Indicated for use by health care professionals whenever there is a need for monitoring the physiological parameters of patients. Intended for monitoring, recording and alarming of multiple physiological parameters of adults, pediatrics and neonates in hospital environments.

EASI 12-lead ECG is only for use on adult and pediatric patients.

ST Segment monitoring is restricted to adult patients only.

The transcutaneous gas measurement (tcp02 / tcpCO2) is restricted to neonatal patients only.

The Philips MP60, MP70, and MP90 IntelliVue Patient Monitor. The modification is updated software of the Philips Medical System MP60, MP70 and MP90 IntelliVue patient monitor devices.

The provided text describes the Philips MP60, MP70, and MP90 IntelliVue Patient Monitors and their clearance as substantially equivalent to previously marketed devices. However, the document does not contain a detailed study report with specific acceptance criteria and device performance metrics in the format requested.

Here's an analysis based on the available information:

1. A table of acceptance criteria and the reported device performance

The document explicitly states: "Pass/Fail criteria were based on the specifications cleared for the predicate device and test results showed substantial equivalence." It does not provide specific quantitative acceptance criteria (e.g., accuracy, precision) or numerical reported device performance values. It broadly states that the new device "meets all reliability requirements and performance claims."

2. Sample size used for the test set and the data provenance (e.g. country of origin of the data, retrospective or prospective)

The document does not specify the sample size used for the test set. It does not mention the country of origin of the data or whether the data was retrospective or prospective.

3. Number of experts used to establish the ground truth for the test set and the qualifications of those experts (e.g. radiologist with 10 years of experience)

This information is not provided in the document. As this is a patient monitoring device, the ground truth would likely be established through direct physiological measurements or clinical observation, rather than expert interpretation of images. However, the exact methodology for ground truth establishment for testing is not detailed.

4. Adjudication method (e.g. 2+1, 3+1, none) for the test set

The document does not describe any adjudication method.

5. If a multi reader multi case (MRMC) comparative effectiveness study was done, If so, what was the effect size of how much human readers improve with AI vs without AI assistance

A Multi-Reader Multi-Case (MRMC) comparative effectiveness study was not conducted or described. This type of study is typically relevant for interpretative diagnostic devices (like imaging AI), not for physiological monitors where the device itself measures and presents data. There is no mention of "human readers" or "AI assistance" in the context of improving human performance.

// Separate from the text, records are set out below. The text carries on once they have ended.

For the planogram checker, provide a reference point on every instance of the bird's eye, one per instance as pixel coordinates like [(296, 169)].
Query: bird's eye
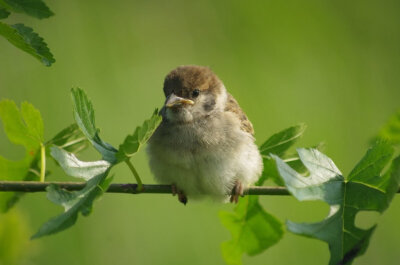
[(195, 93)]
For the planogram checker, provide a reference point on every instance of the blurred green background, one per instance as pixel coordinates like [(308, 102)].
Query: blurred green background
[(331, 64)]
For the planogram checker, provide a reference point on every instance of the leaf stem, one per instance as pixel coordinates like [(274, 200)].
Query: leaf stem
[(42, 162), (134, 172)]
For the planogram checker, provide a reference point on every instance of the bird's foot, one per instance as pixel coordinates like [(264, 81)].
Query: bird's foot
[(181, 195), (237, 191)]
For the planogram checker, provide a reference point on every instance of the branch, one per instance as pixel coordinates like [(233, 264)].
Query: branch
[(36, 186)]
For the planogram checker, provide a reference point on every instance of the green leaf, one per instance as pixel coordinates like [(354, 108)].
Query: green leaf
[(4, 13), (84, 117), (22, 127), (25, 39), (142, 134), (365, 189), (70, 139), (77, 201), (391, 130), (253, 230), (35, 8), (278, 144)]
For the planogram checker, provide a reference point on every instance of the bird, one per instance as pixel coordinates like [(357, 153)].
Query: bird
[(204, 145)]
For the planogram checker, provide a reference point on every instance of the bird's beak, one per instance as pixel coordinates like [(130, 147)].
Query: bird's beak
[(174, 101)]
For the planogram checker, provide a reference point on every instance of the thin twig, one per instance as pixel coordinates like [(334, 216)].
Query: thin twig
[(37, 186)]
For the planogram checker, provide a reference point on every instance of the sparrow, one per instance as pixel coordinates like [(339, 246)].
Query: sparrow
[(204, 145)]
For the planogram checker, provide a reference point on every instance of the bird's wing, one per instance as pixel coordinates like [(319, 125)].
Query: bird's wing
[(233, 106)]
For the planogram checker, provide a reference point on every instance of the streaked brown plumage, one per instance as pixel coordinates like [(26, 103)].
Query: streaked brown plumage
[(205, 143)]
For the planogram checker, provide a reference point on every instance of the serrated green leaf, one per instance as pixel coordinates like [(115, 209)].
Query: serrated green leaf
[(364, 190), (77, 201), (280, 142), (253, 230), (4, 13), (26, 39), (74, 167), (142, 134), (85, 118), (391, 130), (35, 8), (70, 139), (22, 127)]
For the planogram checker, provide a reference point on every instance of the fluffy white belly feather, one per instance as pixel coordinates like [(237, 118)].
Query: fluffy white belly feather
[(204, 169)]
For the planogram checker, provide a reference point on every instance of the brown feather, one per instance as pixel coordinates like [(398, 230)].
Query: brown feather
[(233, 106)]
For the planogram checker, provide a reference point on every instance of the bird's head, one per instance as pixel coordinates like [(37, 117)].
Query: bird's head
[(192, 92)]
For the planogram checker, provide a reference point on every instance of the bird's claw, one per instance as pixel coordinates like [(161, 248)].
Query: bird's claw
[(181, 195), (237, 191)]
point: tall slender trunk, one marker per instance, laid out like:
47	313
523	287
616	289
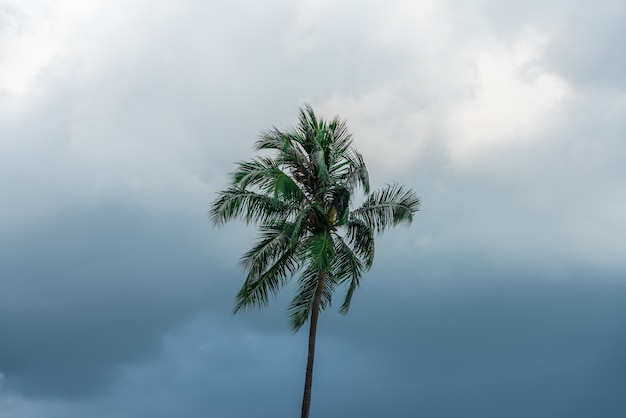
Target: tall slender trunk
308	379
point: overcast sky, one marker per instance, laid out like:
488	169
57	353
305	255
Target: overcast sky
120	120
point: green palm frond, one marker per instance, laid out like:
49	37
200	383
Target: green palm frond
361	238
251	207
348	268
300	306
270	263
387	207
265	174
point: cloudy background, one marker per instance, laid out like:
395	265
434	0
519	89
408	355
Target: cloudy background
119	120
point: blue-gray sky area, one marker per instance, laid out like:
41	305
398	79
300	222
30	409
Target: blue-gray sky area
120	120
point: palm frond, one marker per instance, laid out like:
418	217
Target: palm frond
348	268
361	238
251	207
270	264
266	174
387	207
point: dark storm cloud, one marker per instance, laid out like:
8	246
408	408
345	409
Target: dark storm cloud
505	298
94	290
468	346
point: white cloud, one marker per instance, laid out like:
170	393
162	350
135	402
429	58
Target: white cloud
511	97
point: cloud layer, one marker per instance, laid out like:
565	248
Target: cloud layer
119	122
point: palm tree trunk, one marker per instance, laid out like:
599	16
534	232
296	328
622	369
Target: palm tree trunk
308	379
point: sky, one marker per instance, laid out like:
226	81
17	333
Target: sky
120	120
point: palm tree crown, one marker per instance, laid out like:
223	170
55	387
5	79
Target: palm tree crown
299	194
300	197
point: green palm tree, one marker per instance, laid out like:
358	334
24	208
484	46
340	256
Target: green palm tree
299	195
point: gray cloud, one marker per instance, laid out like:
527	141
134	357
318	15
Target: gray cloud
502	299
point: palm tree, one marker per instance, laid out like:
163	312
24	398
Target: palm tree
299	194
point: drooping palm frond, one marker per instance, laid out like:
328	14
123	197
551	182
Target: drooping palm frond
270	263
251	207
361	238
387	207
266	175
348	268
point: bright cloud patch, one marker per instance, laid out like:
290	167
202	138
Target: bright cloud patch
511	96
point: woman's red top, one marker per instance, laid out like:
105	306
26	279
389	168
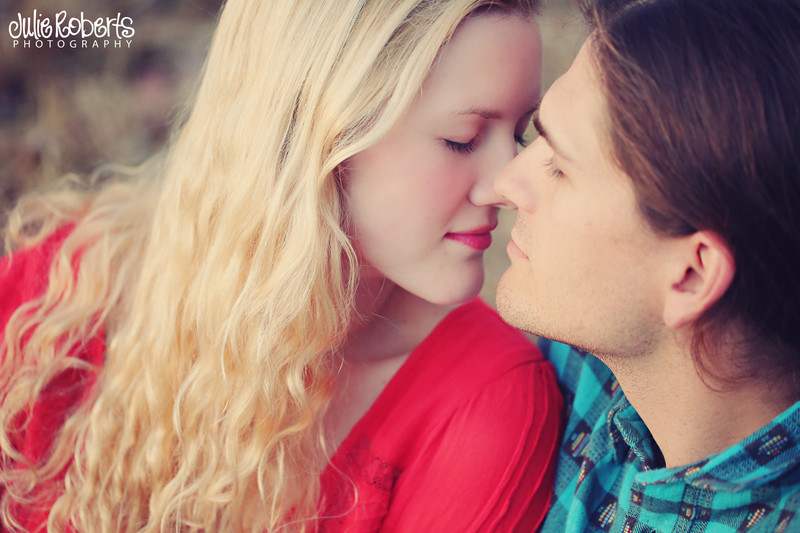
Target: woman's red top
463	438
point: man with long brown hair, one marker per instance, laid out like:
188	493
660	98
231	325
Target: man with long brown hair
658	228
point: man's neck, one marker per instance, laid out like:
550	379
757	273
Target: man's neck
689	418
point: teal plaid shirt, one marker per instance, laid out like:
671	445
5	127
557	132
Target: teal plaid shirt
608	477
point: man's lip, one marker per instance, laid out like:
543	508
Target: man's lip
515	251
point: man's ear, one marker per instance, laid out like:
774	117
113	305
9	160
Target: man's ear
704	269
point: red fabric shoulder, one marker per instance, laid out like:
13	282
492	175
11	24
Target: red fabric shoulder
463	438
24	277
24	273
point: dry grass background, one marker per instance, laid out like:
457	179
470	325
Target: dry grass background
69	110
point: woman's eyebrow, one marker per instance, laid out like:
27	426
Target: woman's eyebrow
544	134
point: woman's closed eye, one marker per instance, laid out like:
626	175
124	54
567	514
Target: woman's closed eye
461	148
552	169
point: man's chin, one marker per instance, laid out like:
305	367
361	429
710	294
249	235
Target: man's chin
511	308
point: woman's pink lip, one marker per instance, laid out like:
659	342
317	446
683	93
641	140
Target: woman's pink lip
513	250
478	241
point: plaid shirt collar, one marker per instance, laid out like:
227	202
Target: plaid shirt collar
760	458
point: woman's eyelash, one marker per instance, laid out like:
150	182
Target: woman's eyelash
461	148
551	167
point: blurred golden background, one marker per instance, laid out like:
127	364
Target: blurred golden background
72	109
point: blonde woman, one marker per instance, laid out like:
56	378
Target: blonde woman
265	329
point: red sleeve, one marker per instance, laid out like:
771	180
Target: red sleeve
24	277
23	274
490	466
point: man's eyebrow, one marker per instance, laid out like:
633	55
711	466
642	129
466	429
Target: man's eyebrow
537	123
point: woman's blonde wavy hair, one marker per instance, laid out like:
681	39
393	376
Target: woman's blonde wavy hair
222	277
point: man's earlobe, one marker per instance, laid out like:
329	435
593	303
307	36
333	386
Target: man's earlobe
706	271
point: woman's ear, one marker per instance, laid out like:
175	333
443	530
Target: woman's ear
704	270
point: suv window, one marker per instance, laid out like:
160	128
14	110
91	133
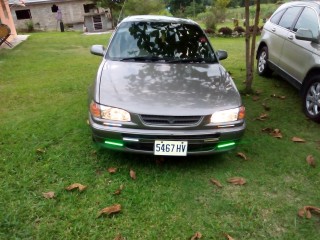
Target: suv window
289	16
308	20
276	18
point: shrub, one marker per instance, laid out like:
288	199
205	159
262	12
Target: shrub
210	21
239	29
225	31
209	31
30	26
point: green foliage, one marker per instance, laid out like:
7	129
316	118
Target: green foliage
43	97
29	25
135	7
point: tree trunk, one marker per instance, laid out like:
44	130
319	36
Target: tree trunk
247	39
250	52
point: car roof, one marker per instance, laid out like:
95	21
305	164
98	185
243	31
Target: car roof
158	18
314	4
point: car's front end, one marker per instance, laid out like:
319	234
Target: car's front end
165	106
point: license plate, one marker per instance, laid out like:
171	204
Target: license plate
170	148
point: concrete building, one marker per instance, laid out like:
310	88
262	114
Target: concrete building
6	18
47	15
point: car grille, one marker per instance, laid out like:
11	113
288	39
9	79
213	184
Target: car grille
170	120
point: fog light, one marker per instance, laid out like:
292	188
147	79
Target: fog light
114	143
226	145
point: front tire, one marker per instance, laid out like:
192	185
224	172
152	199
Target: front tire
262	63
311	99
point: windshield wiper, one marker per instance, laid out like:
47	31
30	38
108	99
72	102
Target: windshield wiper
191	60
143	58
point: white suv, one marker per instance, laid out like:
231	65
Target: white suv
290	46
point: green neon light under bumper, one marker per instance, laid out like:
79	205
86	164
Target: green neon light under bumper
225	145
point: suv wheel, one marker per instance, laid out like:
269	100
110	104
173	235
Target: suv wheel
311	99
262	65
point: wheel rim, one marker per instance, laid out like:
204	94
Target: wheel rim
262	61
313	99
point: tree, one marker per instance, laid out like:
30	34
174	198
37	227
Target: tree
114	6
135	7
250	50
131	7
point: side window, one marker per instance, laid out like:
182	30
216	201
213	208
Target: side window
276	17
308	20
289	17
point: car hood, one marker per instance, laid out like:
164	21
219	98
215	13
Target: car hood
167	89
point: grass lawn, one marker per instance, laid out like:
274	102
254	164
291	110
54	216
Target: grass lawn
45	145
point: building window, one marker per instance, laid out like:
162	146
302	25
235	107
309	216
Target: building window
89	7
97	22
54	8
23	14
4	9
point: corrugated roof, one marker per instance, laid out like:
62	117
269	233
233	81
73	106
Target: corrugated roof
38	1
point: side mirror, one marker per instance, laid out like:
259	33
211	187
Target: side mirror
97	50
306	35
222	54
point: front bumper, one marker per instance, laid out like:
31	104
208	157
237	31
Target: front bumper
200	142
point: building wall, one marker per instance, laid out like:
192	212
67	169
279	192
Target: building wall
6	18
43	18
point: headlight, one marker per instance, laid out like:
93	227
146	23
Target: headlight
229	115
109	113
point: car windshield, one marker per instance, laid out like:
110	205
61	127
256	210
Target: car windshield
160	42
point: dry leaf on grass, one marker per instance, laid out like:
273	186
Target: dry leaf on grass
133	174
310	160
229	237
242	155
255	98
78	186
267	130
197	235
266	107
118	191
237	181
216	182
110	210
307	210
298	140
48	195
119	237
276	133
40	151
112	170
262	117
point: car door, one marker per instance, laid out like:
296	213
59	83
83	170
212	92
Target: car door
297	55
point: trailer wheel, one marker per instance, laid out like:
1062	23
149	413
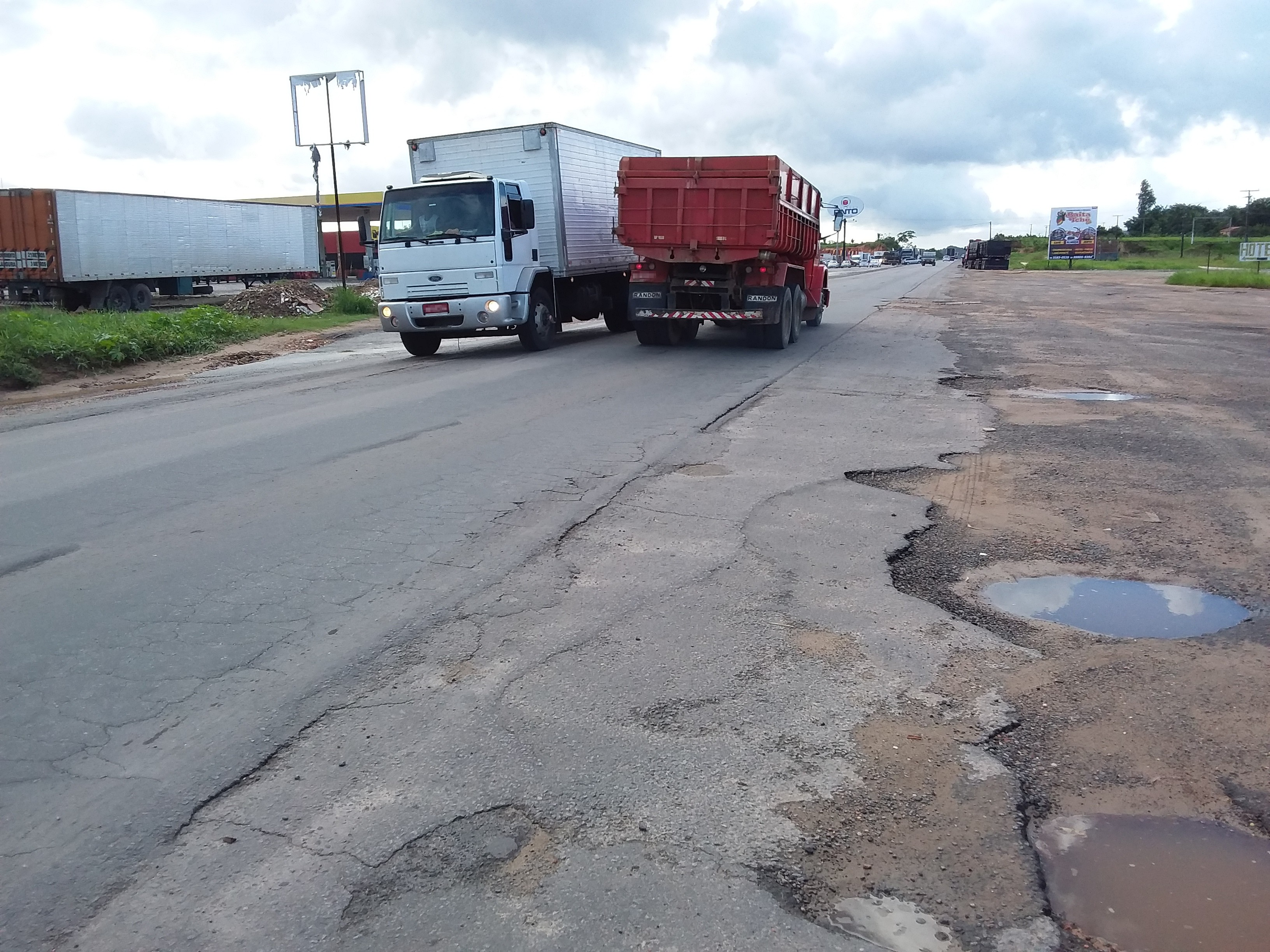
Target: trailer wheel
117	299
776	337
539	332
141	298
421	345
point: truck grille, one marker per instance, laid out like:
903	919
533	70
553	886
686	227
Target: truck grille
431	291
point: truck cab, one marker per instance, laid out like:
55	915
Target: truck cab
459	258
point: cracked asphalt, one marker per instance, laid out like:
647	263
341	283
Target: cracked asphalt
496	650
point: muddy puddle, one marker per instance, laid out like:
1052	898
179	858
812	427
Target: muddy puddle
1077	395
1154	884
1118	609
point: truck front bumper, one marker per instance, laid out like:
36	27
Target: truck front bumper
464	317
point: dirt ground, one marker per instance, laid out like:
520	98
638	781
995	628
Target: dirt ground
154	374
1173	489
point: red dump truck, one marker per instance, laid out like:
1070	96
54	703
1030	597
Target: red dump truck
727	239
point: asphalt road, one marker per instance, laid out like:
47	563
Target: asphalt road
240	577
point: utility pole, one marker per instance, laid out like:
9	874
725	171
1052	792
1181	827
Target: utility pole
1247	208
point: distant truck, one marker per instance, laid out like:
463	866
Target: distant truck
505	231
726	239
987	256
107	250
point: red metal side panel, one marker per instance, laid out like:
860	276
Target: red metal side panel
717	207
28	235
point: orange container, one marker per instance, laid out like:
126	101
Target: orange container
28	235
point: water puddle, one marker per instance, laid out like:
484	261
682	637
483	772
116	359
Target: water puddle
1152	884
1077	395
1122	610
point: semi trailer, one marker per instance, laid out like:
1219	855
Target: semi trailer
107	250
505	231
727	239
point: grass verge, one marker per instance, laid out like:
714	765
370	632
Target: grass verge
32	342
1221	280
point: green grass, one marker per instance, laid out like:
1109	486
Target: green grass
348	301
1168	254
1196	277
56	341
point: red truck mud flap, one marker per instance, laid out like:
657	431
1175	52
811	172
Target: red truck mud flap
648	315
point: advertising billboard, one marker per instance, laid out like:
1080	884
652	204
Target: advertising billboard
1074	233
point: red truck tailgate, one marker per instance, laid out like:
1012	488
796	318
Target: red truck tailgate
717	207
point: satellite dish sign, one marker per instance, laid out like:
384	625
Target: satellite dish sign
846	206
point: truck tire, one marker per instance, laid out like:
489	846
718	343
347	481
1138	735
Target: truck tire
539	332
141	298
812	317
776	337
117	299
421	345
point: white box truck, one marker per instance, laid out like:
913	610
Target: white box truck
505	231
112	250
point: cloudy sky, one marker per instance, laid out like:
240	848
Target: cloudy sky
939	115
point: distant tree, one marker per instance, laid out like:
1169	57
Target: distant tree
1146	198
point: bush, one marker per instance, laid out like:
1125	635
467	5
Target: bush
348	301
96	341
1220	278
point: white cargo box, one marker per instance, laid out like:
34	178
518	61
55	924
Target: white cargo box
571	173
112	236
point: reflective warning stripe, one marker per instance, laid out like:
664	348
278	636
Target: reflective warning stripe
703	315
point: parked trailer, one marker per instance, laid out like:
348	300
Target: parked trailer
505	231
987	256
727	239
111	250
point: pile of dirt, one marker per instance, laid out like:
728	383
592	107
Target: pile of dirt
282	299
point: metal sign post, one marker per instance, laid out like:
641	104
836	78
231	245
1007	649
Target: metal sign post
343	80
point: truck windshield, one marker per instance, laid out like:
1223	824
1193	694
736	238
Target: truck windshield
460	210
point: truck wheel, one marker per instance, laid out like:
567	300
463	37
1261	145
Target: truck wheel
539	332
141	298
421	345
776	337
117	299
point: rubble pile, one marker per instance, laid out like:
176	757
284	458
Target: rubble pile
281	299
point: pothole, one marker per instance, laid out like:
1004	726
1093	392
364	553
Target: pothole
1160	884
1117	607
1077	395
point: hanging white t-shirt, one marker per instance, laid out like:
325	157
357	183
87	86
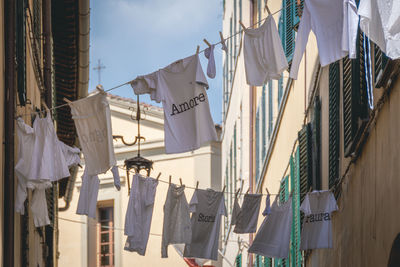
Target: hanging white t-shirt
177	228
273	238
264	58
207	207
325	19
247	217
380	21
93	124
87	203
181	87
317	226
139	213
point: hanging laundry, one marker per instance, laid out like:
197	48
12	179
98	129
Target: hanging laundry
209	54
380	21
176	226
350	27
207	207
139	213
247	217
273	237
39	203
87	203
325	19
264	58
317	225
181	88
93	124
267	209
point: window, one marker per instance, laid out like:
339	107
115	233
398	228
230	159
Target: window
106	236
334	125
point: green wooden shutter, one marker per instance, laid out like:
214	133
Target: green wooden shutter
295	170
270	110
316	145
257	144
263	122
333	123
238	261
305	154
21	51
355	100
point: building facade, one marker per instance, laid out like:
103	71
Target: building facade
84	243
44	52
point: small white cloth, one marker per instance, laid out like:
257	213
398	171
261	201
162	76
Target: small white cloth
350	28
247	216
209	54
87	203
181	87
207	207
273	238
325	19
93	124
380	21
176	226
139	213
317	224
264	58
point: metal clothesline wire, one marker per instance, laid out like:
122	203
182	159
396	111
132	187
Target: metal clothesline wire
202	51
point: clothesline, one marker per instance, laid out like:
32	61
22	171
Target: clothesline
126	83
226	192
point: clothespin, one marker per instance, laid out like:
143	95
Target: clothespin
241	24
224	47
207	43
266	7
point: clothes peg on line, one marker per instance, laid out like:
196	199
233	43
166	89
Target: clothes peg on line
241	24
207	43
266	7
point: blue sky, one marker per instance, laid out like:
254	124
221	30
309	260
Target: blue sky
133	38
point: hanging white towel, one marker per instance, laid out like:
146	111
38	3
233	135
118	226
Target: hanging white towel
87	202
93	124
209	54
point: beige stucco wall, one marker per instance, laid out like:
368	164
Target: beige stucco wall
203	165
367	222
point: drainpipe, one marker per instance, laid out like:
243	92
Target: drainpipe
9	105
251	133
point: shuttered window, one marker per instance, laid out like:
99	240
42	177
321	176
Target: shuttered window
334	125
355	101
21	51
238	261
316	145
295	254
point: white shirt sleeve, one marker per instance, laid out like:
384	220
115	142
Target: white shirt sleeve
301	41
193	203
305	206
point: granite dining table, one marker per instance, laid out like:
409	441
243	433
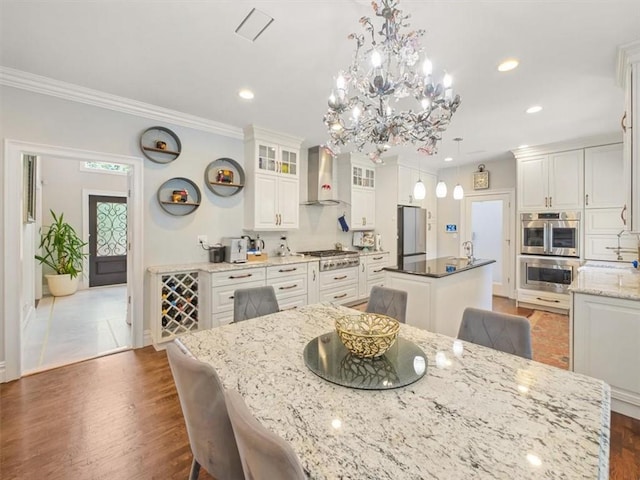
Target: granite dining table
476	413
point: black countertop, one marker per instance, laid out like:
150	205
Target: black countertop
441	267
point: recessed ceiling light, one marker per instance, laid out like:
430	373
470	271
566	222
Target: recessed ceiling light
507	65
246	94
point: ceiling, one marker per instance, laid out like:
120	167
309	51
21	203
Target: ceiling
185	56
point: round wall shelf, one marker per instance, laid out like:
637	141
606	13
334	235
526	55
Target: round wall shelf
179	196
160	145
224	177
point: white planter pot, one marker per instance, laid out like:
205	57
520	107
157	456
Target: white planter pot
61	285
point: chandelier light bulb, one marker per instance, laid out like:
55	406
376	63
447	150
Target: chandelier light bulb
376	59
458	192
427	67
419	190
441	189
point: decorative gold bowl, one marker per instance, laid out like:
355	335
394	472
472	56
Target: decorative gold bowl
367	335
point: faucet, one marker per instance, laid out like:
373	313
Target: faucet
468	250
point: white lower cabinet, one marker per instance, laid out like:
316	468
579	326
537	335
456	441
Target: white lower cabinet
290	284
606	339
339	286
224	284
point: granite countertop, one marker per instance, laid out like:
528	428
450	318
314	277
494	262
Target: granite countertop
477	413
224	266
441	267
607	281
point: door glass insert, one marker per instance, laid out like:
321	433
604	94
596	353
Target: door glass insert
558	276
111	229
533	237
564	237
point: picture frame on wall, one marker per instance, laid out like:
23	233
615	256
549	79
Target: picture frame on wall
29	164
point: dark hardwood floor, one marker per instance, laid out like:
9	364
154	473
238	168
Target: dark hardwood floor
118	417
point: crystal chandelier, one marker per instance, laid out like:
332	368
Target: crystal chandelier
388	95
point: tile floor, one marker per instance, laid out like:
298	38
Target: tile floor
85	325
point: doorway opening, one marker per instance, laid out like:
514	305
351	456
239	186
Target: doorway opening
19	264
489	225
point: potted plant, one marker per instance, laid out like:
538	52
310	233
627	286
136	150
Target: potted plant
62	250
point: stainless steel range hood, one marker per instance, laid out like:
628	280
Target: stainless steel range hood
322	189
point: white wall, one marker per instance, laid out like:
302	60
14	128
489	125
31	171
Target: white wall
502	175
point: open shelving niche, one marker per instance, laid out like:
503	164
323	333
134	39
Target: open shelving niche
165	193
224	188
150	140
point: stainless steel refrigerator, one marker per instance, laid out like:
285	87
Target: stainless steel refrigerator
412	236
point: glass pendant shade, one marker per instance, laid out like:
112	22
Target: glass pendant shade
441	190
458	192
419	190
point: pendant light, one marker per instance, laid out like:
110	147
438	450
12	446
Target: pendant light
419	190
458	192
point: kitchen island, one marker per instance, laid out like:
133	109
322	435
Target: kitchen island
476	413
440	289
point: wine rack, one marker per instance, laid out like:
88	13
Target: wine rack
179	305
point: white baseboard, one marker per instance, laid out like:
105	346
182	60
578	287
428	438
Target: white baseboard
148	339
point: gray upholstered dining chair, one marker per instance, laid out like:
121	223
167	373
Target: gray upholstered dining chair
201	394
264	454
388	301
500	331
254	302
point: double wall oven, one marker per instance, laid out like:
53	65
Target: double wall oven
550	250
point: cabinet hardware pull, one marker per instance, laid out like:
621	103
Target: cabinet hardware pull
548	300
241	276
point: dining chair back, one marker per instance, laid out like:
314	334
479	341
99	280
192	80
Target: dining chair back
500	331
388	301
205	414
264	454
254	302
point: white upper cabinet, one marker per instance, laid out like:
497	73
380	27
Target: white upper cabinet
606	180
272	163
551	182
356	188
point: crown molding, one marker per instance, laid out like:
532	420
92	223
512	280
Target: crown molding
575	144
75	93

6. If a standalone (i.e. algorithm only without human-in-the loop performance) was done

The entire study described is essentially a standalone performance assessment of the device. The "updated software" is an integral part of the patient monitor, and its performance is evaluated as a standalone system against the predicate device's specifications. The evaluation is focused on the device's ability to accurately monitor physiological parameters.

7. The type of ground truth used (expert consensus, pathology, outcomes data, etc)

The document does not explicitly state the type of ground truth used. For physiological monitors, ground truth is typically established by using highly accurate reference measurement systems (e.g., a calibrated pressure transducer for blood pressure, a reference ECG machine for arrhythmia detection) or direct observation of physiological events.

8. The sample size for the training set

The document does not mention a training set or its sample size. This is a common characteristic of device clearances that involve software updates for existing devices, where the focus is on verification and validation against established specifications, rather than development of new algorithms requiring extensive training data.

9. How the ground truth for the training set was established

Since no training set is mentioned, there is no information on how ground truth for a training set was established.

Summary of the Study:

The study described is a verification and validation effort to demonstrate that the updated software for the Philips MP60, MP70, and MP90 IntelliVue Patient Monitors maintains the same performance, functionality, and reliability as the legally marketed predicate devices. The methodology involved "system level tests, performance tests, and safety testing from hazard analysis." The "Pass/Fail criteria were based on the specifications cleared for the predicate device." The conclusion was that "test results showed substantial equivalence" and the device "meets all reliability requirements and performance claims." This type of submission falls under the 510(k) pathway, which primarily focuses on demonstrating substantial equivalence to a predicate device, rather than proving novel clinical effectiveness through extensive clinical trials with detailed statistical reporting of performance metrics.